L’étude du second axe fait ressortir que les instruments de gestion déployés à l’hôpital
pour accompagner les réformes ou dans le cadre de leur mise en œuvre n’ont pas permis en
pratique de contribuer à cette intégration. L’enjeu médico-économique est en tant que tel
rarement central dans les travaux étudiés, qui portent davantage les modalités de construction, d’utilisation et d’appropriation des nouveaux outils à l’hôpital.
Les travaux sur les acteurs au sein des établissements décrivent quant à eux des professionnels aux prises avec la gestion. Ils décrivent la manière dont les acteurs se saisissent
des réformes ou l’impact de ces réformes sur les acteurs avec des résultats souvent très
contrastés d’une publication à l’autre. À nouveau, la question de l’intégration du médical
et de l’économique est rarement centrale dans ces travaux.

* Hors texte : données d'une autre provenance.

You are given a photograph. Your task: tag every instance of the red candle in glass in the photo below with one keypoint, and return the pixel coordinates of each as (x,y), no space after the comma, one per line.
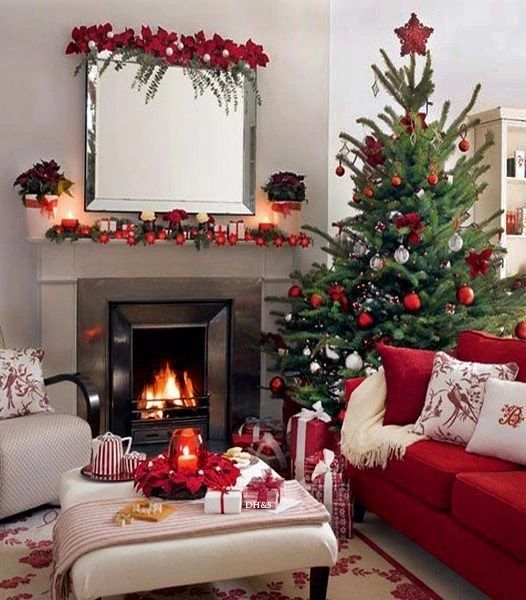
(186,449)
(69,223)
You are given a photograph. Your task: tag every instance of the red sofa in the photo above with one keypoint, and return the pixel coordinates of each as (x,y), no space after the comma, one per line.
(467,510)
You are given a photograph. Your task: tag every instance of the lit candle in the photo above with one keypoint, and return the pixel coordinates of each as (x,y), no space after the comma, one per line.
(70,222)
(186,461)
(266,227)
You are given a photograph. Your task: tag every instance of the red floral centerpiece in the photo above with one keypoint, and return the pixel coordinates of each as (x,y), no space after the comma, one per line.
(160,477)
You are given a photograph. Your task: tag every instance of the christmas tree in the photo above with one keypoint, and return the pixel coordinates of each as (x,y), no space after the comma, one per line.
(408,267)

Il ressort de ces analyses que le médico-économique est, dans les travaux étudiés, plus
un contexte qu’un enjeu d’étude en soi. En raison peut-être du caractère encore récent des
réformes, ou des limites des approches méthodologiques et conceptuelles mobilisées pour
aborder la question de la relation entre le médical et l’économique au sein des établissements,
les résultats sur le processus de gestion de cette relation et ses effets restent eux-mêmes à
construire. Les travaux étudiés soulignent cependant le poids de l’instrumentation de gestion
au sein des établissements, et la grande variété des contextes et des pratiques.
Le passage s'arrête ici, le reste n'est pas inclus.